The chemical Bisphenol A, or BPA, has been in the news a lot lately. It's used, among other things, in hard plastic bottles and the lining of aluminum cans. And there are concerns that it might lead to serious health problems.
That prompted Kevin Roberto of Arlington to ask, "If BPA is in large water cooler bottles, such as Poland Spring, is it safe to drink?"
It's a complicated question to answer.
Roberto called the company with his concerns.
"I said, 'Do any of your water bottles contain the BPA chemical in them?' and he said, 'Just our 3 gallon and 5 gallon bottles.'"
Those are hard plastic bottles, not the soft individual bottles, which do not contain BPA.
Roberto also asked Poland Spring about studies that have linked BPA to heart disease, diabetes, and breast cancer, "He said there's no documentation or proof that that's true."
And until this month, the Food and Drug Administration had agreed, saying BPA was not a health risk.
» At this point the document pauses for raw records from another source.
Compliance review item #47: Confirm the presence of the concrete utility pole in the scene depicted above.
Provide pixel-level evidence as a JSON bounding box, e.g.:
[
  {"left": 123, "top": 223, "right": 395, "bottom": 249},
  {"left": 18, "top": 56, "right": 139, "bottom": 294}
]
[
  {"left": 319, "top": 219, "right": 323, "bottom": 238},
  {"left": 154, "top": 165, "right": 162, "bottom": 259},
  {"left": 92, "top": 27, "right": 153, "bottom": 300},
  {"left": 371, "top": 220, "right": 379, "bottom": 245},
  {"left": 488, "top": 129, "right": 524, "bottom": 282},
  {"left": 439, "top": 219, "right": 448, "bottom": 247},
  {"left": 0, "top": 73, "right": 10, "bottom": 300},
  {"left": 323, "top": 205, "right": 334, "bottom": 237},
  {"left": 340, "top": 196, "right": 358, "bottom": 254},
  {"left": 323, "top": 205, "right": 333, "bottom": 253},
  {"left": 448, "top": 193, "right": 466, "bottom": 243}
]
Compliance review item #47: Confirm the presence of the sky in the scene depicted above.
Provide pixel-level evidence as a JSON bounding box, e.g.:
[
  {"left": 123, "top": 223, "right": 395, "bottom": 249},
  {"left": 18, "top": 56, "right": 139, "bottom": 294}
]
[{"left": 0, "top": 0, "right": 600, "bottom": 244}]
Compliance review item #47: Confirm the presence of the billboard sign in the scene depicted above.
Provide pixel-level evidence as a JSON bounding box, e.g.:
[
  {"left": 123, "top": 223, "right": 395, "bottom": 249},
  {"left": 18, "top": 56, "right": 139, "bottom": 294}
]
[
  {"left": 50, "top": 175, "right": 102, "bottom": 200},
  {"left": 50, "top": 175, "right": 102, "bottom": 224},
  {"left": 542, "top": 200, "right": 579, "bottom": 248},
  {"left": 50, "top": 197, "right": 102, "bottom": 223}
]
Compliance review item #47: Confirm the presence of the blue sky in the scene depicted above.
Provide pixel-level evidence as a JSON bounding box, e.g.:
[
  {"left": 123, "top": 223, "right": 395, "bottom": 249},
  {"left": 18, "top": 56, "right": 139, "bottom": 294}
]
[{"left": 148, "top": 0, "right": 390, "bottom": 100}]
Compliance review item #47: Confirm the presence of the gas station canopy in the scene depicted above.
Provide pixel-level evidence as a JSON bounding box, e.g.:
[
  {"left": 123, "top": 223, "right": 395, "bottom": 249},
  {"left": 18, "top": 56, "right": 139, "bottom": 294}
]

But now, the agency is taking a fresh look at the research.
"It should be taken off the market," says Massachusetts Congressman Ed Markey.
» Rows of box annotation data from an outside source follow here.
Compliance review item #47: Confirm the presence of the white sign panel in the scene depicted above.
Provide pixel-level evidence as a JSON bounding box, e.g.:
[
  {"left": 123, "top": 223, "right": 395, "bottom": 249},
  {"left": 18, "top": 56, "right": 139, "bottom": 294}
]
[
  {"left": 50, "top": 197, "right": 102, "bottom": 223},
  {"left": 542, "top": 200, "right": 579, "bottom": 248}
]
Markey has filed a bill that would pan BPA from all food and beverage containers. " especially children, babies, should not have this chemical in their baby bottles, but other products as well, and I just think the day of reckoning for BPA has arrived."
Six makers of plastic products for children have bowed to the pressure and have voluntarily stopped using BPA in things like baby bottles and sippy cups.
But the plastics industry is standing by its use of the chemical.
"The science of Bisphenol A has been comprehensively reviewed around the world by many government bodies, and there is a consensus view that this chemical, Bisphenol A, is safe for use," says Steven Hentges of the American Chemical Council.
Nestle Waters, the owner of Poland Spring, says its latest tests show nearly undetectable amounts of BPA in 5-gallon bottles, and that a child would have to drink 570 liters of water a day to reach an unsafe exposure level established by the Environmental Protection Agency.
We asked Congressman Markey why if companies that make baby bottles have stopped using BPA, why other companies don't follow suit.
"The companies don't want to have to go to the expense to find a substitute chemical that can perform the very same job," he said.
So for now, consumers like Kevin need to make up their own minds. "I'm not going to take the risk in using that."
There hopefully will be some answers soon. The FDA says it will take weeks, not months to review the BPA research.
Poland Spring also told us that one of the big concerns surrounding baby bottles was that they are often heated. And research shows heat increases the amount of BPA that leaches into the liquid. Poland Spring says that is not an issue when it comes to their 5-gallon water cooler bottles.